From the Newark Star-Ledger, December 11, 2009: "Gov.-elect Chris Christie yesterday defended his decision to support borrowing more than $1 billion to pay for highway and mass transit improvements, saying it would be 'irresponsible' to cut off funding for projects that have already started."
Now, why would a morbidly obese man undulate his girth away from a pork-filled buffet? Because he wants filet mignon, a big heaping helping of it. With blue cheese sauce.
Christie ain't gonna, no-how raise the gas tax. He's a modern Republican and that means ideology trumps all. Also, he needs money for the empty coffers of the state's highway fund. The Star-Ledger pointed out, on November 26, 2009, "Gov.-elect Chris Christie has vowed not to raise New Jersey's 14.5-cent-per-gallon tax to replenish the state's diminishing funding resources for road and rail projects. Both state and federal taxes -- which combined add 32.9 cents to the per-gallon price -- haven't been raised in about two decades." To be fair, the man-shaped goo-bag did campaign on the issue. But he also claimed he supported the tunnel, so, you know, things change, eh?
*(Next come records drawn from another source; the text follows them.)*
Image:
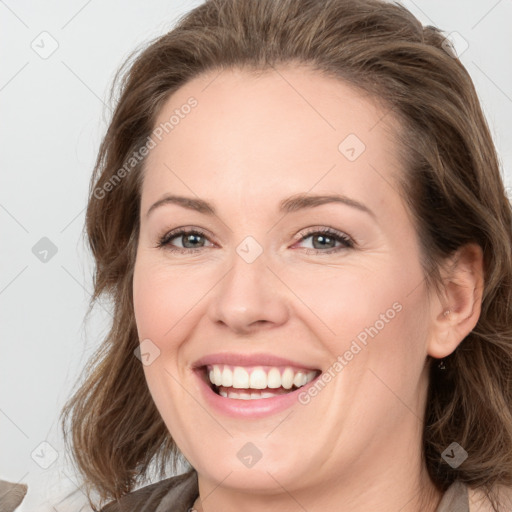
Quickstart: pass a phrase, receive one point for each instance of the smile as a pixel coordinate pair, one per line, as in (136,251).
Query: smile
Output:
(258,382)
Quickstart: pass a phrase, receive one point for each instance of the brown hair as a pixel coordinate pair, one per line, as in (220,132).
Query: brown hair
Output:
(451,182)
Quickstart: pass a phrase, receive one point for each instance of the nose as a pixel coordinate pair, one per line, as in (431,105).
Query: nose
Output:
(249,297)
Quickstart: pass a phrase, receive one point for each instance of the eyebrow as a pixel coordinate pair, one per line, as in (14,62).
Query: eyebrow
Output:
(291,204)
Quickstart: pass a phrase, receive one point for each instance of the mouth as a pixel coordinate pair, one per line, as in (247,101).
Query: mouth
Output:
(255,382)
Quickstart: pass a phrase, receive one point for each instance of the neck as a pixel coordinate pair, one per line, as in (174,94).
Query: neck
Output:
(421,495)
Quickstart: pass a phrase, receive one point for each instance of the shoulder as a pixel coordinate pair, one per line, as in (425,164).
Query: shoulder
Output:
(478,501)
(178,491)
And why is this gluttonous ogre, who would make Diamond Jim Brady say, "C'mon, motherfucker, eat a salad," so very, very opposed to even a small increase in the gas tax in order to fund, you know, the things the cars drive on? Well, let's let some of New Jersey's editorial writers tell you why:
"He knows that raising the gas tax would spoil the political image he has built for himself, all the way to Iowa. He’s a rock star on the national conservative circuit now, and that’s hard to give up," says the Star-Ledger's editorial board.
Or, as Atlantic City Press's Jim Perskie writes, "[I]t’s fair to ask if killing the tunnel project is yet another indication that Christie is now more interested in burnishing his national image as a tough, cost-cutting Republican presidential candidate than in governing New Jersey...when you are out in Iowa telling the faithful about all you’ve done in New Jersey, nobody in the audience checks to see if you’ve actually done it or just proposed it."
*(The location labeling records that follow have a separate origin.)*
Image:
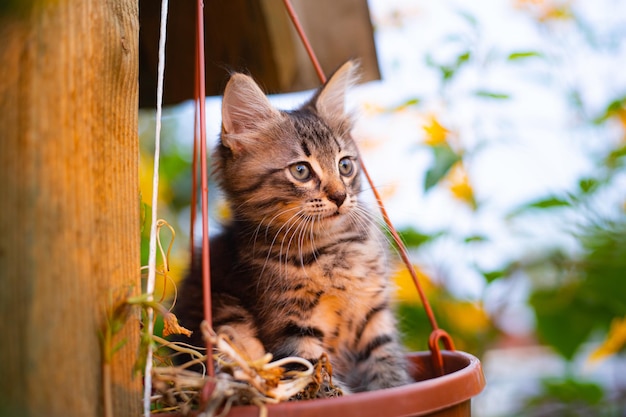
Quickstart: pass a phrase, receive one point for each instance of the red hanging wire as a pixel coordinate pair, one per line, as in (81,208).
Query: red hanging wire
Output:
(437,334)
(200,94)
They look soft, but hippos are the most easily enraged and dangerous beasts in the jungle.
(By the way, the Rude Pundit has driven on River Road in Edgewater, New Jersey, and seen the destruction of a perfectly lovely rocky cliffside in order to build the tunnel. What a goddamn waste.)
Correction: An earlier version of this said Christie was elected in 2008. He was not. He was elected in 2009, which means he's worked really quickly to be so awful.